Pedro entrecerró sus intensos ojos azules.
—Al parecer olvidaste decirme algo, un secreto que has mantenido celosamente guardado todo este tiempo.
Paula se mordió el labio para reprimir las impulsivas palabras que tenía en la punta de la lengua mientras se recordaba que debía estar agradecida por el hecho de que Pedro no hubiera descubierto su más reciente secreto. El estómago se le encogió a causa de los nervios. Trató de calmarse respirando profundamente, pero debía enfrentarse a una verdad que había aprendido hacía tiempo. Sólo podía relajarse trabajando en la biblioteca.

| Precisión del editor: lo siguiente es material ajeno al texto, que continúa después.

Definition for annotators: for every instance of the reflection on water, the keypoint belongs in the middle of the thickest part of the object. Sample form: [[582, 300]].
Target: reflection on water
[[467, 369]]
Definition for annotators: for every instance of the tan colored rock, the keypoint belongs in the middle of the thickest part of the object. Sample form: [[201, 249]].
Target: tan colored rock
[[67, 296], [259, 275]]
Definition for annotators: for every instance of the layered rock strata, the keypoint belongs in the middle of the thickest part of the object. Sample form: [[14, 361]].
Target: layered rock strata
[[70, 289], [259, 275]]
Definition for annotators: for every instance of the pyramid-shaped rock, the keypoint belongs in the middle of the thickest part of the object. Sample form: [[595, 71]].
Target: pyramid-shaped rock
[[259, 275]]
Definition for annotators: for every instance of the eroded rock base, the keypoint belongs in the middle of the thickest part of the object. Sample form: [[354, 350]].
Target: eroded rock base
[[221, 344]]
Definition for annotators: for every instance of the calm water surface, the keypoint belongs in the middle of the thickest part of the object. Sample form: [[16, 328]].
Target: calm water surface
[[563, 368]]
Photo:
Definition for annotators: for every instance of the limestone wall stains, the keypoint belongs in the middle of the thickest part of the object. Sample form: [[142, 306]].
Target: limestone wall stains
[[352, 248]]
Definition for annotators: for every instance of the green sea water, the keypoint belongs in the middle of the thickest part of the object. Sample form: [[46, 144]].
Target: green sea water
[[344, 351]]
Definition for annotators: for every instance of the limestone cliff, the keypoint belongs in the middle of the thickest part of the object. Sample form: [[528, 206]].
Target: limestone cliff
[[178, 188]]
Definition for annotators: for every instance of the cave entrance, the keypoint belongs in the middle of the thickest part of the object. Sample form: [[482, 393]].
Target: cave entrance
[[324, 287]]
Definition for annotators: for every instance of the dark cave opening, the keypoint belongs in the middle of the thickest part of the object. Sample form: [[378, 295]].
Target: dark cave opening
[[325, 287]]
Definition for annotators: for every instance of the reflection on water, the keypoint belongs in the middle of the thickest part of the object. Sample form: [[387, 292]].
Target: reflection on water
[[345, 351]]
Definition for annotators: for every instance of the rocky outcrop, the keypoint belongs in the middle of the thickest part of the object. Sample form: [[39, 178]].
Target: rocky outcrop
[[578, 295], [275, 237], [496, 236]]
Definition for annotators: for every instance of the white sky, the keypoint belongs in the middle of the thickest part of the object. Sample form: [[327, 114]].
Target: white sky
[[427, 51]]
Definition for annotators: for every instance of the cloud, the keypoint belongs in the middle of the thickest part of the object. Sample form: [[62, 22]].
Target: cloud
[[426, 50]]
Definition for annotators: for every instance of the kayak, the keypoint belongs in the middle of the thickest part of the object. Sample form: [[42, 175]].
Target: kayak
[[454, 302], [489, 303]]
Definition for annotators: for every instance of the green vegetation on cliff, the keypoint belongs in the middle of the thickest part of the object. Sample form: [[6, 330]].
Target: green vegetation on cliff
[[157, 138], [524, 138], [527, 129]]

—¿Qué secreto?—preguntó, siguiendo la arraigada costumbre de la negación. Hasta entonces nadie había sacado aquel tema, de manera que su estrategia había funcionado—. No sé de qué estás hablando.
Pedro no ocultó su irritación.
—¿Es así como piensas llevar el asunto? De acuerdo —se inclinó hacia Paula, a la que no se le pasó por alto el aroma de su loción para el afeitado, aroma que aún no había olvidado—. Olvidaste mencionar a tu padre.
—Mi padre es un recaudador de impuestos en Pensacola, Florida, y hablando de Florida, ¿Por qué no estás en tu casa de Hilton Head, en Carolina del Sur?
—No hablo de tu padrastro, sino de tu padre biológico.
Pedro trató de disimular el estremecimiento que recorrió su cuerpo.
—Ya te hablé de mi padre biológico. Mi madre estaba sola cuando nací. Mi verdadero padre era un vagabundo que no quería formar parte de su vida.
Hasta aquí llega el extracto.